今回取材したのは、赤坂憲雄さん。赤坂さんは東北文化研究の第一人者として有名だが、1986年に『排除の現象学』にて、変わりゆく子どもたちの「いじめの構図」を鋭く指摘していた。赤坂さんには、いじめ、いじめ自殺についてのお考えを聞く一方で、民俗学の視点からも語っていただいた。

――まずは『排除の現象学』で指摘された「いじめの構図」についてお願いします。
 教育現場からは、ずいぶん離れてしまっていますから、現状については疎いということを前提にお話しします。

 私が「いまのいじめは変わったのかな?」と思ったのが、1980年代前半です。私は20代の終わりごろから、10年ぐらい塾の先生をしていました。塾で働いていて見えてきたのが、いじめる子といじめられる子がクルクル変わっているという状況です。はじめに、それを気づいたのは、ガキ大将タイプの子が、みんなにシカトされて、めいってる姿を見たときでした。
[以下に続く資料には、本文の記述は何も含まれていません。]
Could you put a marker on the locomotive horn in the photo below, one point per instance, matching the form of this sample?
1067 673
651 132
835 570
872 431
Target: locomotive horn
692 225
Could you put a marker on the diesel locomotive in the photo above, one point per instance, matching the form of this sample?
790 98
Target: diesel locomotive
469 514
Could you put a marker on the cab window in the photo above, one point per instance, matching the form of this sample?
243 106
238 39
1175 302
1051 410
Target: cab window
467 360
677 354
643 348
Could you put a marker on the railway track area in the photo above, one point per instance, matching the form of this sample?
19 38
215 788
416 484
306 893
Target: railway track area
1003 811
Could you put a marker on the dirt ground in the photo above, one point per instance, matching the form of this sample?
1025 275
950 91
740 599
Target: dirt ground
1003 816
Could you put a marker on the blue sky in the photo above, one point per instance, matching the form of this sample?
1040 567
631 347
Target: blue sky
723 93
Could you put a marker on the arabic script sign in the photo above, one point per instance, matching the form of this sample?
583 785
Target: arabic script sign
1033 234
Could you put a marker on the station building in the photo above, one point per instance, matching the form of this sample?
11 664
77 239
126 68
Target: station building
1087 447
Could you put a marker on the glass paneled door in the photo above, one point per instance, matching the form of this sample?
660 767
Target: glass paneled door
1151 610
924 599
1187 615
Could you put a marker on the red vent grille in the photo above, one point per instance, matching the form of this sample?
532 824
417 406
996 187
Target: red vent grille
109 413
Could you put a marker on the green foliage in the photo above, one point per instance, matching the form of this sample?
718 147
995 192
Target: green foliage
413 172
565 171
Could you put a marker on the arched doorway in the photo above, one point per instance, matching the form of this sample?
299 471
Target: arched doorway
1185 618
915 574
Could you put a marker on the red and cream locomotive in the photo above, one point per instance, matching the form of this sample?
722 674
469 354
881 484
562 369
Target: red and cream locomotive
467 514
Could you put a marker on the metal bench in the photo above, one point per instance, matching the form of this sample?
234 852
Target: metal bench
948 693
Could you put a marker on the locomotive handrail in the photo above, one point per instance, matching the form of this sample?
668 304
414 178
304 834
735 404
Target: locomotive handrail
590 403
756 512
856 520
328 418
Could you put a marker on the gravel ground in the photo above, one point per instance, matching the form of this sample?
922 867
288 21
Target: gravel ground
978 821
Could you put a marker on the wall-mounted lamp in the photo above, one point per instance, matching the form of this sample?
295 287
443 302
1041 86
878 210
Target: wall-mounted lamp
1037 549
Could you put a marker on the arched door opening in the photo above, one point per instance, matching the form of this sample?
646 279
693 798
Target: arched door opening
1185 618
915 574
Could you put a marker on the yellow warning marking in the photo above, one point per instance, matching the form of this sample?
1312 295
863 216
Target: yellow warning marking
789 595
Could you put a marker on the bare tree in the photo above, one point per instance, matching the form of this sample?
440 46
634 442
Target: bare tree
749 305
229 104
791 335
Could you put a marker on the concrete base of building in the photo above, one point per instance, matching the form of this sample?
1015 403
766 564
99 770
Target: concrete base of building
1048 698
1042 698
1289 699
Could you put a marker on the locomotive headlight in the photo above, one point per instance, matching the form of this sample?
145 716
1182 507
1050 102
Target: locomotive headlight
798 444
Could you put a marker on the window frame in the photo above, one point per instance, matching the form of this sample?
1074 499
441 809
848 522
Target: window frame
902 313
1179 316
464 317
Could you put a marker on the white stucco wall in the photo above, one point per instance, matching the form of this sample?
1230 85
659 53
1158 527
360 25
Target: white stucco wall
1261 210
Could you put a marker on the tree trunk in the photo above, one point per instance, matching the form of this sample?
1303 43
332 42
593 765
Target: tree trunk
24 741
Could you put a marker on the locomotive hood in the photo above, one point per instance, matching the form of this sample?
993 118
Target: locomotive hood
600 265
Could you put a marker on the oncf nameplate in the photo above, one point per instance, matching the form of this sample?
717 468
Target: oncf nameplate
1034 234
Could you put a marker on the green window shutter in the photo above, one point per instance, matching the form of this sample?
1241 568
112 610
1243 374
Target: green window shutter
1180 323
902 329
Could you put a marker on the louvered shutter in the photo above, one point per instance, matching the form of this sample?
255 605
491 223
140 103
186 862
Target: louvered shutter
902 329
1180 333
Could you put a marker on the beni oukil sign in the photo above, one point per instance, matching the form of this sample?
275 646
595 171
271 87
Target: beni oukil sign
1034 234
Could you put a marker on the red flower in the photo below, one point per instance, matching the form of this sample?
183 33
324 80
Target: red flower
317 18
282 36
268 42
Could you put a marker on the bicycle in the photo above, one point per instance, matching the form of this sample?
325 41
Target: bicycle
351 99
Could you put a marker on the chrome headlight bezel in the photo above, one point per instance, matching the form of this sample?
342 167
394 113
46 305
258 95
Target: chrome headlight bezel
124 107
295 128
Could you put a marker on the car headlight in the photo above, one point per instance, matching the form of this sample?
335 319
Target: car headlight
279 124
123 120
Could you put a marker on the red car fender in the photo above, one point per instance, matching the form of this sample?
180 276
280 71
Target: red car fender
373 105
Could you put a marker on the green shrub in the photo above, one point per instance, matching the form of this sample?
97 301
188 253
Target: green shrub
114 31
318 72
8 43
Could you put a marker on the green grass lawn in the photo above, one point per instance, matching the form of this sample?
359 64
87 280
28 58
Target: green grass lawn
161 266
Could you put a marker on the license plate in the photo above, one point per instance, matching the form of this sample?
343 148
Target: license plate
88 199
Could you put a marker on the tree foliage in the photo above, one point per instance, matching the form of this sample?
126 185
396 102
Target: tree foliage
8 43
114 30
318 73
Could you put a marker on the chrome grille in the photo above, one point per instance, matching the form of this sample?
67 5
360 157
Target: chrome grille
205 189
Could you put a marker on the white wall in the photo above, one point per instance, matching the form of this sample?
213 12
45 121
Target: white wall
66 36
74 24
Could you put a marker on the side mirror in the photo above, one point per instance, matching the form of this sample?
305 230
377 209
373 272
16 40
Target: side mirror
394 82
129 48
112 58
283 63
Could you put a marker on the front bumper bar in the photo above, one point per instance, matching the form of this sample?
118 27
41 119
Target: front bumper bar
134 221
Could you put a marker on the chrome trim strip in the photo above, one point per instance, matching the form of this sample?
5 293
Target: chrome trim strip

 『次郎物語』(第一部1941年刊・下村湖人著)には、子どもたちによる壮絶ないじめが描かれています。村の有力者の息子が中心になって、貧しい小作の少年をいじめるという古典的な構造です。こういう、ある集団の全員が一人をいじめる構図は「全員一致の暴力」と呼ばれています。

 全員一致の暴力の標的となるのは、明らかな「差異」を持っている人です。当然、差異があるからといっていじめの標的にされる正当な理由にはなりませんが、とにかく、身体的な障害などの目に見える差異がありました。